“Mary at all costs”, the golden age of the Farrelly Brothers, returns to the cinema

Who still remembers brothers Peter and Bobby Farrelly? More people, arguably, than this question seems to suggest. However, they will have been consumed so quickly: a small handful of masterpieces, before a slow and cruel descent into hell, and possibly the indifference to their fate of a new generation bottle-fed with concrete superheroic humor.

These films – let’s name Dumb & Dumber (1994), Mary at all cost (1998), Crazy for Irene (2000), Osmosis Jones (2001) and Two in one (2003) – were nevertheless enough to place their genius in the firmament of American regressive comedy, in a large chain which brings together burlesques, the Marx Brothers, Jerry Lewis and, ultimately, the prolific school led in the early 2000s , by producer, writer and director Judd Apatow.

Mary at all cost, which is released in theaters today, is a romantic comedy parody which revealed to the general public its two main actors, Cameron Diaz and Ben Stiller. She in the role of Mary, a tall, healthy and desirable girl, who is fought over by a group of caustic males. Him in that of Ted, a shy and bumbling boy who fell madly in love with her.
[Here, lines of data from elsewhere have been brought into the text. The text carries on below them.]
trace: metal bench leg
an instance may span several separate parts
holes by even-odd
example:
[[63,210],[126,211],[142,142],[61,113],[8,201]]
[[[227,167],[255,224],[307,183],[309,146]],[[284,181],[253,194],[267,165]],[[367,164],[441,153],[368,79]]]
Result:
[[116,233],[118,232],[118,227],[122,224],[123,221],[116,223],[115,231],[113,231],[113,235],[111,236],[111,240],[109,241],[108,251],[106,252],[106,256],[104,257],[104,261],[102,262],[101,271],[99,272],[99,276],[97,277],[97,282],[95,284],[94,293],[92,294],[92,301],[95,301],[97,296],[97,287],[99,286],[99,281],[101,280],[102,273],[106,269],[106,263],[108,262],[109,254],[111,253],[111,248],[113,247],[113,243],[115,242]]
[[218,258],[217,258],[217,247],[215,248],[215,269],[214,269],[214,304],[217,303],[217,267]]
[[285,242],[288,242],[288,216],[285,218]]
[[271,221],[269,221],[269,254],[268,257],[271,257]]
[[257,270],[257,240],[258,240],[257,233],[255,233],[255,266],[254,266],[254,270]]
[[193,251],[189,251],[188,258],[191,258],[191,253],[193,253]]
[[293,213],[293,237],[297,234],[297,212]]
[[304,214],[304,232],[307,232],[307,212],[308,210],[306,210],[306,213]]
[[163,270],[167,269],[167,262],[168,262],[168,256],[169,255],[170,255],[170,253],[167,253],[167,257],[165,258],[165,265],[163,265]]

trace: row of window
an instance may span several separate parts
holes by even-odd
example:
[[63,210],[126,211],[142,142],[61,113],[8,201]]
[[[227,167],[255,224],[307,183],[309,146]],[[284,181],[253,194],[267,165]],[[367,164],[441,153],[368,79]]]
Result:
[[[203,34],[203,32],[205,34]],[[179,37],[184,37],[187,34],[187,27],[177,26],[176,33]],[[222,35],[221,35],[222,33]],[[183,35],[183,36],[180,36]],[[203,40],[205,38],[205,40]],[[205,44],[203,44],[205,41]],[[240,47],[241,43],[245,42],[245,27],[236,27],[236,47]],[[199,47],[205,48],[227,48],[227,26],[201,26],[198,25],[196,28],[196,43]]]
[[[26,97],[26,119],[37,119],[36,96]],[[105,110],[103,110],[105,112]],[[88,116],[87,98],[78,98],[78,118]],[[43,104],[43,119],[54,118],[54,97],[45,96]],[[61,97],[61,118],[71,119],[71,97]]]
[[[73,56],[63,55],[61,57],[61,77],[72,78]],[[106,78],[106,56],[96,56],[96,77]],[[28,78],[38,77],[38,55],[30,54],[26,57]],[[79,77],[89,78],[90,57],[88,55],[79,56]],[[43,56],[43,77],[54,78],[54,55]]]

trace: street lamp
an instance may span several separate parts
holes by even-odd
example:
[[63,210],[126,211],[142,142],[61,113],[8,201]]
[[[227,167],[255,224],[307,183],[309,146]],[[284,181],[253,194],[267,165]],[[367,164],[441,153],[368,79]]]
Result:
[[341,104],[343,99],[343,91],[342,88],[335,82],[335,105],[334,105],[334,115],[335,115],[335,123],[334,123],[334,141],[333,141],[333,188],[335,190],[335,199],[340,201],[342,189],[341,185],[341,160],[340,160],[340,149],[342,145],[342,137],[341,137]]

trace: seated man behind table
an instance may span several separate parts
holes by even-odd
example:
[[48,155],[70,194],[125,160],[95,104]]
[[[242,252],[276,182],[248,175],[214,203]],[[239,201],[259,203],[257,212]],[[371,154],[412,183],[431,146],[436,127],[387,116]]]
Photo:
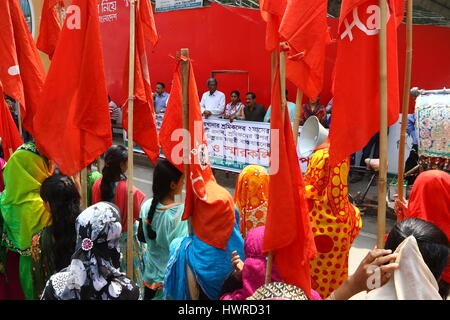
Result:
[[[288,91],[286,90],[286,101],[288,100]],[[294,116],[295,116],[295,103],[291,101],[287,101],[287,107],[289,112],[289,119],[291,119],[291,122],[294,122]],[[264,116],[264,122],[270,122],[270,114],[272,113],[272,105],[269,106],[269,109],[267,109],[266,115]]]
[[208,79],[208,89],[200,101],[200,109],[205,119],[219,119],[225,110],[225,94],[217,90],[217,80]]
[[166,85],[162,82],[156,83],[155,92],[153,93],[155,113],[162,113],[166,111],[168,99],[169,94],[166,92]]
[[245,96],[246,106],[244,107],[244,115],[246,121],[263,122],[266,115],[266,109],[262,104],[256,104],[256,94],[247,92]]

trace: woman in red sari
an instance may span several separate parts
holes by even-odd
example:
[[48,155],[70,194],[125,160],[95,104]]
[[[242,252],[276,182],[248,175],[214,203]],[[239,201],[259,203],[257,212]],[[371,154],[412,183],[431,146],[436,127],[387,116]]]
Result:
[[[450,241],[450,174],[441,170],[424,171],[414,182],[408,203],[396,201],[398,220],[419,218],[440,228]],[[450,288],[450,263],[439,281],[439,293]]]
[[[128,183],[125,172],[128,168],[128,151],[122,145],[114,145],[105,152],[105,167],[102,178],[98,179],[92,186],[92,204],[100,201],[114,203],[119,207],[122,218],[122,235],[120,237],[120,270],[127,269],[127,217],[128,217]],[[133,220],[134,224],[134,247],[133,247],[133,281],[142,283],[142,274],[145,261],[145,245],[137,239],[137,225],[139,213],[145,194],[133,187]],[[142,289],[142,288],[141,288]]]

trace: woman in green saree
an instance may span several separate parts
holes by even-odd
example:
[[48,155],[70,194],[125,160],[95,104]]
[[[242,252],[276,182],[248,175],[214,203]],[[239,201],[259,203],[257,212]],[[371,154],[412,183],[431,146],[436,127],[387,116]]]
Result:
[[72,179],[55,174],[45,179],[40,195],[51,212],[52,225],[31,240],[31,275],[35,299],[40,299],[50,276],[70,264],[75,251],[75,220],[80,214],[80,194]]
[[[41,183],[51,175],[49,161],[34,143],[13,153],[3,171],[5,190],[0,195],[0,295],[12,294],[9,279],[18,273],[25,299],[34,298],[31,278],[31,237],[51,222],[39,196]],[[8,263],[18,259],[17,264]],[[10,266],[14,267],[10,267]],[[18,268],[18,270],[17,270]],[[11,270],[15,269],[15,270]],[[16,288],[14,288],[16,289]],[[17,295],[12,298],[17,298]]]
An anthology prologue, set around fifteen years before the contemporary era of the film, opens the narration. It gives an ideal measure of his political incorrectness and his joyful tightrope walking, which associates the violins of romanticism with the crassest triviality.

Phallocratic conspiracy

It’s 1985, in high school. Ted has just won Mary’s favor by defending the girl’s mentally handicapped brother against the brutality of her current fiancé, a football player whose brain is missing. Out of gratitude, she chooses Ted as her prom partner. He comes to pick her up at her house, is attacked by Mary’s black stepfather, a low-level sadist, then by Mary’s brother, who loses his temper for some vague reason. Taking refuge in the toilet, he seriously gets the device stuck in a fly that is too nervously pulled up, his contortions giving the impression to the mother of his potential fiancée that he is masturbating there. The sequence ends with the emergency ambulance taking him away, probably forever, from the love of his life.

Except that about fifteen years later, Ted, still inconsolable and single, hires a detective (Matt Dillon, in the finest water), on the advice of a friend suffering from acute urticaria for good reasons (Chris Elliott), in order to locate her in Miami, where she divides her time between her neighbor (Lin Shaye), an alcoholic manhunter charred like an old sausage by UV rays, and her best friend (Lee Evans), a hemiplegic architect who overplays the courage of his condition and who overprotects it for very twisted reasons. We will say no more, so as not to divulge the abject phallocratic plot that is woven behind this story, and the great uninhibited laughter that greets its absurd mechanisms.